Furthermore, ceiling effects in the PPTs may account for the observation of no change or a decrease in pain sensitivity after exercise in the CPT condition; the PPTs before exercise in the CPT condition were elevated as a result of the immediately preceding CPT compared to the control condition. This account implies that PPTs cannot further increase after reaching a certain maximum, which may explain the present findings without an involvement of shared, exhaustible mechanisms [31]. A ceiling may result from hand algometry methodology: as PPTs increase, they progressively depend on the experimenter’s manual strength to exert pressure on the respective muscles. However, this explanation seems improbable, as throughout the experiment, PPTs at the hand were significantly lower than at the back and at the leg. In contrast, a decrease in PPTs after exercise in the CPT condition only occurred at the hand, while at the back and at the leg, PPTs remained stable. Ceiling effects in PPTs due to limits in the experimenter’s strength to exert pressure would imply the opposite, namely that the most pronounced ceiling effects would occur at those sites where the highest PPTs are assessed.

A third point of concern is that there was a trend towards higher baseline PPTs in the CPT session than in the control session. A systematic influence of habituation to the PPT procedure seems improbable, as the order of the sessions was randomized. However, there may have been effects of expectations, as the CPT was already visible at the time of assessment of baseline PPTs. To adjust these differences in future studies, a sham CPT should be incorporated as a control condition for the CPT in favor of quiet rest.

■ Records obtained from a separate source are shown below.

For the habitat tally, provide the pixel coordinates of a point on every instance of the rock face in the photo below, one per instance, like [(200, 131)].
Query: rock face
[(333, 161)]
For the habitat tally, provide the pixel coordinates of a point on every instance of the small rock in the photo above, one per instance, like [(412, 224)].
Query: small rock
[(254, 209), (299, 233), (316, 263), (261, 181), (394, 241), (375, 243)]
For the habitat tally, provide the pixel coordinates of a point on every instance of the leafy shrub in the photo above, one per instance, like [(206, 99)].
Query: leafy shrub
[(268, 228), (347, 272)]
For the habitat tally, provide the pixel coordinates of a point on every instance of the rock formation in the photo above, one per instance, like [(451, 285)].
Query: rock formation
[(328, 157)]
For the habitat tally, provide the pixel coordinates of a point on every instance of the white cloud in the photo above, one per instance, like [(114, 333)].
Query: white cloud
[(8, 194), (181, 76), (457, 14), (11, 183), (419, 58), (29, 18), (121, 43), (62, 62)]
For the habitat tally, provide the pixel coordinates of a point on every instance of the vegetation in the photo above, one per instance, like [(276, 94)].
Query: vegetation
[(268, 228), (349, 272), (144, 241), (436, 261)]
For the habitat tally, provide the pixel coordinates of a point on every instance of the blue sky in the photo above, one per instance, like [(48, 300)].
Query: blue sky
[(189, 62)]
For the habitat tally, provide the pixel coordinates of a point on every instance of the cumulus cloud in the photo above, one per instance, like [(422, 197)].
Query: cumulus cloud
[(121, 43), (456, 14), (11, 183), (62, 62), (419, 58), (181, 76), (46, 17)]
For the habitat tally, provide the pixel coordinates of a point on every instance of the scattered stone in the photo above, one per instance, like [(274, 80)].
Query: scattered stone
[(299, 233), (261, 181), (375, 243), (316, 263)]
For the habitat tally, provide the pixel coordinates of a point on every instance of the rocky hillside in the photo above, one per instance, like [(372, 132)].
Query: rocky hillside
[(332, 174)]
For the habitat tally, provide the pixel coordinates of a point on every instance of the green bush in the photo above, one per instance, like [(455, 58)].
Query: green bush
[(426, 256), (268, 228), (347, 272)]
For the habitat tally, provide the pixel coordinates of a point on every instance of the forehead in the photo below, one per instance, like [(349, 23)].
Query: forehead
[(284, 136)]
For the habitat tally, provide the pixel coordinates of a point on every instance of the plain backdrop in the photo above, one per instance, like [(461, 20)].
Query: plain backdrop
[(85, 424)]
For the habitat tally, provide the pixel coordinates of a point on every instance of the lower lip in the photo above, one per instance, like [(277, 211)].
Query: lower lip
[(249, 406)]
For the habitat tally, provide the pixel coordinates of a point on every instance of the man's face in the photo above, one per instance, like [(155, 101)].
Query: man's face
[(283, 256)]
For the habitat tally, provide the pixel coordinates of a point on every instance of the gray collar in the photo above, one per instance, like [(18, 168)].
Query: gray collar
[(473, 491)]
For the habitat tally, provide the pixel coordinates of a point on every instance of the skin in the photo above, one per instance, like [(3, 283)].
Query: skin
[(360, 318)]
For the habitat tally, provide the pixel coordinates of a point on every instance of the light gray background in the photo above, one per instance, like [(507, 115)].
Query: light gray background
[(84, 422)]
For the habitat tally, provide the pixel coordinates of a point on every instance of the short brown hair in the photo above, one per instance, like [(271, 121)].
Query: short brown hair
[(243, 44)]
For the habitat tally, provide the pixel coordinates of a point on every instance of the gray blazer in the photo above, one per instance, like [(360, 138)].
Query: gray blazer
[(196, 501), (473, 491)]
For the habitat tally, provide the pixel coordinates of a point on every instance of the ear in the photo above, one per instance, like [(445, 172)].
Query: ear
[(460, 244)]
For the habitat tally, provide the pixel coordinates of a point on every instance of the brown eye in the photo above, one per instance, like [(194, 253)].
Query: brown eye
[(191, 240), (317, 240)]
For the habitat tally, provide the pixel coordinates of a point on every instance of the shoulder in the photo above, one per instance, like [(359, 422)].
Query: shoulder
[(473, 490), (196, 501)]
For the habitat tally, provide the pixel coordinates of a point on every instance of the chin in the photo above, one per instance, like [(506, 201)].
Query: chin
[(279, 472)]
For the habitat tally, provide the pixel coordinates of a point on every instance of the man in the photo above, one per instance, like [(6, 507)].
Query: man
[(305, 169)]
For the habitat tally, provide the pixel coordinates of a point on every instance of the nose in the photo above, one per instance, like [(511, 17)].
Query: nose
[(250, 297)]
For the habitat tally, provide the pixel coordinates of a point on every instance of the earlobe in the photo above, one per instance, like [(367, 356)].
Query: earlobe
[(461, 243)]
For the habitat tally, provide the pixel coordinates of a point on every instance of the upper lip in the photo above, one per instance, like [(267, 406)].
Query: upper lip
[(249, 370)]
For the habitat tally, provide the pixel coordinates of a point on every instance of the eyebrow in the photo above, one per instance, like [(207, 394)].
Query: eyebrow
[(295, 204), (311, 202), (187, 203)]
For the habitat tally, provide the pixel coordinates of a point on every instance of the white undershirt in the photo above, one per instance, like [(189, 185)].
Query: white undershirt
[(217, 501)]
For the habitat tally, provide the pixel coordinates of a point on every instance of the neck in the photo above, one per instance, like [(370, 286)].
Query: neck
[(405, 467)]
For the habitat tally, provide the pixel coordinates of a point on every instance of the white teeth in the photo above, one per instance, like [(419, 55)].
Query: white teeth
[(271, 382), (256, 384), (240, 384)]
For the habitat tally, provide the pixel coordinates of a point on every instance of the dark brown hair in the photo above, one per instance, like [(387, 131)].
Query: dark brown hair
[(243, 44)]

4.5 Conclusions and clinical implications

The current study is the first to study the direct effect of a painful stimulus on the subsequent EIH response in pain-free individuals. The results implicate that the systemic hypoalgesic effect of exercise is attenuated if CPM is activated before. If CPM responses in patients with chronic pain are reduced because the processes underlying the CPM response are continuously active in chronic pain, this may imply that these patients may not benefit from exercise with regard to acute pain reduction. This further supports the recent claim that the capacity for descending pain, as indicated by the CPM response, should be assessed in patients with chronic pain [13], [45], [46]. Specifically, the individual magnitude of the CPM response may aid clinicians to make individual treatment decisions as to whether exercise, or which kind of exercise will help to acutely reduce pain sensitivity and if counter-effects are to be expected.